Agave spp

Agaves are succulent plants with a very modern look, making them great additions to the landscape. Leaves are protected by a very sharp and sturdy spine at the end, and often with sharp teeth along the edges. Sometimes referred to as Century Plants because of their habit of blooming only once after fully maturing for years. Flower stalks are impressive, sometimes reaching 30′ tall.

Various Agave species are important sources of food, fences, rope, medicine and liquor.

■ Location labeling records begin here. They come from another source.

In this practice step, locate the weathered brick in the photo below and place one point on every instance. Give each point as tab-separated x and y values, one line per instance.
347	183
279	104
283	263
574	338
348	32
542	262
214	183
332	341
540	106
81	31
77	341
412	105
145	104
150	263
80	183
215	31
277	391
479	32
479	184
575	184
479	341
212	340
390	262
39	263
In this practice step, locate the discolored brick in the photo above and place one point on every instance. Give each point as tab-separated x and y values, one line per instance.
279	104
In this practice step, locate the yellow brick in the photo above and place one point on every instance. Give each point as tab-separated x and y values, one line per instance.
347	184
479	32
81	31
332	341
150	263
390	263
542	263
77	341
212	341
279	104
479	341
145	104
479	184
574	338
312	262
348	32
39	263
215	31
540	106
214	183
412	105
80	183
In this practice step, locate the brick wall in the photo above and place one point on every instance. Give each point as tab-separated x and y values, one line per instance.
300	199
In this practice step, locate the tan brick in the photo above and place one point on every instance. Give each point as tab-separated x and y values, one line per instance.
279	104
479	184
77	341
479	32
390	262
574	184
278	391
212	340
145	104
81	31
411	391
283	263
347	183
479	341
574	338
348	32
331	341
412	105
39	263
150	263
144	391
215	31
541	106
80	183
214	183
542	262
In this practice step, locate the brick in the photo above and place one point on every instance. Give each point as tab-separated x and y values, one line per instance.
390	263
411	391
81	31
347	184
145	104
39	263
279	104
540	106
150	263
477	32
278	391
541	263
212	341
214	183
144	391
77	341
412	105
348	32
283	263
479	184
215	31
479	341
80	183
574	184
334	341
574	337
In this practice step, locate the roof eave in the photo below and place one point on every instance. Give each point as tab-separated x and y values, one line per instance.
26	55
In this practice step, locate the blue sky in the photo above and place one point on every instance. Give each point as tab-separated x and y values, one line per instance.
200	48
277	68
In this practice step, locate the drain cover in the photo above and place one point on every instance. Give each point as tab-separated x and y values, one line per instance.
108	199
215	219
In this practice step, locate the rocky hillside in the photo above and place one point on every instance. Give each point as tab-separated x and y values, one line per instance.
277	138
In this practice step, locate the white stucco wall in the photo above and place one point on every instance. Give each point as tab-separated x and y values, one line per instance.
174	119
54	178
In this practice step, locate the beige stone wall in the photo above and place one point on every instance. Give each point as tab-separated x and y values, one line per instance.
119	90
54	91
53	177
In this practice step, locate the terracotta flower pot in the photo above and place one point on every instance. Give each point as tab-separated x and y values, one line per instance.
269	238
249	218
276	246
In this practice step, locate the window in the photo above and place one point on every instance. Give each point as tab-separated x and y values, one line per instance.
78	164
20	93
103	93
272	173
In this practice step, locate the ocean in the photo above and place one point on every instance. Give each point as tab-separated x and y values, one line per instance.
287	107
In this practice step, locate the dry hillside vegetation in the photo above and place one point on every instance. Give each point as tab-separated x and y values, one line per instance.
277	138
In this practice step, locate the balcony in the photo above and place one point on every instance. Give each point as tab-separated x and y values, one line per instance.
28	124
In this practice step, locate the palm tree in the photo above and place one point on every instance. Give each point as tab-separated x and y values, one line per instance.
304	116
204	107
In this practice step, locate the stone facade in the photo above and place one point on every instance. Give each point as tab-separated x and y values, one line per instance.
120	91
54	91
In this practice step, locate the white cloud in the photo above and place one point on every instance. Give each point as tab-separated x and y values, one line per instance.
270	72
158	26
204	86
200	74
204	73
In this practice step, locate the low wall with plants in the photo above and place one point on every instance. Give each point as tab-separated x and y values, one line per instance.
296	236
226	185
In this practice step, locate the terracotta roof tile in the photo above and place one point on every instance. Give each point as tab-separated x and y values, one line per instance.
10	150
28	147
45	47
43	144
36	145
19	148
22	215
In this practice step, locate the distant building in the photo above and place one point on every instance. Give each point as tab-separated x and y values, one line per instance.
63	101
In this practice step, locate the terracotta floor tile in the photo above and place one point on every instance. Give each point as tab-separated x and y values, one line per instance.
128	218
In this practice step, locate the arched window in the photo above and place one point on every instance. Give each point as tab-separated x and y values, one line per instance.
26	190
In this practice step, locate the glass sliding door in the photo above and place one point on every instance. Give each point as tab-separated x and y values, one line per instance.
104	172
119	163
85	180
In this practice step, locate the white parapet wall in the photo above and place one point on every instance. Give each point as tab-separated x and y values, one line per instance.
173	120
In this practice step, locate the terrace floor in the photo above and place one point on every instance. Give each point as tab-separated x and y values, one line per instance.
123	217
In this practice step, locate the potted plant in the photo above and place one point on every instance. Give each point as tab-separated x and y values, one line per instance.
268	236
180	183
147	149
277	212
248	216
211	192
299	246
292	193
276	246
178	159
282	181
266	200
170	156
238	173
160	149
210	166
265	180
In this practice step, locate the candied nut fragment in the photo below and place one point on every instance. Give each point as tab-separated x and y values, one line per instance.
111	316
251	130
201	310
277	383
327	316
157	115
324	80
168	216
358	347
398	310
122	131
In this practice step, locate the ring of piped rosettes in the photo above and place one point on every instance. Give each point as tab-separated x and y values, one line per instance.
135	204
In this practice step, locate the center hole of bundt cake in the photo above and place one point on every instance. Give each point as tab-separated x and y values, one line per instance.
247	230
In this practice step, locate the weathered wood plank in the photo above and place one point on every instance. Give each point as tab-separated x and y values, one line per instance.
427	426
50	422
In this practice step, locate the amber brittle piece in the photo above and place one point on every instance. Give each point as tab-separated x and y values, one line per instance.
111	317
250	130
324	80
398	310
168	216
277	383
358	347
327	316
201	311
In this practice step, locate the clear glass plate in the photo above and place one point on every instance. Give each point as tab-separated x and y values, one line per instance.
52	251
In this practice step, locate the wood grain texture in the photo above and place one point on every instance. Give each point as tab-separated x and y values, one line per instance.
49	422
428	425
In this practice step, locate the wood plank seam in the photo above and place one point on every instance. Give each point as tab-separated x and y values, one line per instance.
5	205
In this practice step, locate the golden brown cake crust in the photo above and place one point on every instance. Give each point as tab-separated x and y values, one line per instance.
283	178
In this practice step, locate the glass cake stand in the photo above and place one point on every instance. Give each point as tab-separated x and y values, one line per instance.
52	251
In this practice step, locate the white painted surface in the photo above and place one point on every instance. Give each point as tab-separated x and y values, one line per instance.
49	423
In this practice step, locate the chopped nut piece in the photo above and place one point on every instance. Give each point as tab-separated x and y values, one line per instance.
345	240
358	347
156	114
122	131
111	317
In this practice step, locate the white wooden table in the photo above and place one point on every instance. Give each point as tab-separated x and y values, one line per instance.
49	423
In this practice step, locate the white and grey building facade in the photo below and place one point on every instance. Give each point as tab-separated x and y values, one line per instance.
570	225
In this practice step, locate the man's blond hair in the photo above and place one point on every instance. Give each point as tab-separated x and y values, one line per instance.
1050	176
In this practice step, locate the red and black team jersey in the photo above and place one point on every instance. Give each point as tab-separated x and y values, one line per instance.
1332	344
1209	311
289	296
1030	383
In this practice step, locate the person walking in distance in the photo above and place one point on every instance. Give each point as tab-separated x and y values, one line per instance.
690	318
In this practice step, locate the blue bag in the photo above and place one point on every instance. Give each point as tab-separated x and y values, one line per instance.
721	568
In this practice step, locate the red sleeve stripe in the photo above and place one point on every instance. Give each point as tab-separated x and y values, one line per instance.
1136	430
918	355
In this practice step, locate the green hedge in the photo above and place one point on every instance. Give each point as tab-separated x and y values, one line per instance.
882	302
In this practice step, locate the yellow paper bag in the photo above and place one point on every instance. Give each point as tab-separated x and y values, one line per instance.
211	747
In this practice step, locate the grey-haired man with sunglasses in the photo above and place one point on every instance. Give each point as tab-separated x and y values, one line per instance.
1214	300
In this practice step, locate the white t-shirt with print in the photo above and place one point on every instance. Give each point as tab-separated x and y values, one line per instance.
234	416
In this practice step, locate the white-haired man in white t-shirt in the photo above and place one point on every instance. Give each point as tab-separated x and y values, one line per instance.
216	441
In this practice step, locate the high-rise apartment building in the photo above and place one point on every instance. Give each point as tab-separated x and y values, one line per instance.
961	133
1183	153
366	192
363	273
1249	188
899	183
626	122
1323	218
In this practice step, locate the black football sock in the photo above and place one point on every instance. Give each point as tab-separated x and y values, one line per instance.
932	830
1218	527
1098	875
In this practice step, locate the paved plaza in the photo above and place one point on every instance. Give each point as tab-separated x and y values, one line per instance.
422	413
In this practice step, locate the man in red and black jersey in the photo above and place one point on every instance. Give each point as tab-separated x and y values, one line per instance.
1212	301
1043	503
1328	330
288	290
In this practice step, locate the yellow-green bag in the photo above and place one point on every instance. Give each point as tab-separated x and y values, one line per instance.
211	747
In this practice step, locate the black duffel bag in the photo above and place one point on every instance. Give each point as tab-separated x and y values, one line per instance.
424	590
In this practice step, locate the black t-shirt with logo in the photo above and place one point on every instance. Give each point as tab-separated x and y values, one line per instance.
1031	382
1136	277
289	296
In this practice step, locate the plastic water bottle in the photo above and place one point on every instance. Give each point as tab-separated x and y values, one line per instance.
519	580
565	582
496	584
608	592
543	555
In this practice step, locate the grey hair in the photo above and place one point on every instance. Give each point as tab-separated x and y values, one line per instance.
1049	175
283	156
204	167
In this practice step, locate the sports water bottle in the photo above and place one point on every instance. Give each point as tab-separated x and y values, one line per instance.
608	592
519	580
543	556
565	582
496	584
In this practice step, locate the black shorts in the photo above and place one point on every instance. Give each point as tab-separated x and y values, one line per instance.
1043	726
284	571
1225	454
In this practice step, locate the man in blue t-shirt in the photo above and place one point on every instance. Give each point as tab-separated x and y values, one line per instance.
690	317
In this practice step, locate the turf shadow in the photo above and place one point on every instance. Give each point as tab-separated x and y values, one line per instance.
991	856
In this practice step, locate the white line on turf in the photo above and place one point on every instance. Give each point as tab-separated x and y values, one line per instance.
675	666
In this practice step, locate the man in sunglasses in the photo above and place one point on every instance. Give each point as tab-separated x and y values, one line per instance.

Flowers: J F M A M J J A S O N D (flowers once at maturity, then dies)
Status: Mostly Native
Origin: Semiarid habitats from Utah through Mexico. The majority have natural habitats in desert grasslands and oak-pine woodlands.
Family: Asparagaceae
Sun: Full
Watering: Supplemental only
Growth Rate: Slow to medium
Soil: Prefer sandy with some loam but very tolerant
Temperature: Most species are very cold tolerant.
Pruning: None, except to remove spines if near garden paths.
Disease and Pests: Root rot, Agave Snout Weevil
Uses: Bold forms attract attention to the landscape. Nectar plants for insects, bats and hummingbirds (varies by subgenus).
Notes: Spines are dangerous. Though the flowering plant normally dies, many species produce pups to form colonies that may persist for a century. Seeds are dispersed by wind, usually close to the plant.

The two major groups of Agave are subgenus Agave (obviously branched flower spikes) and subgenus Littaea (unbranched flower spikes). Subgenus Agave have whites to yellow flowers that produce nectar and pollen at night, and attract bats for pollination. Subgenus Littaea are pollinated primarily by insects and sometimes hummingbirds.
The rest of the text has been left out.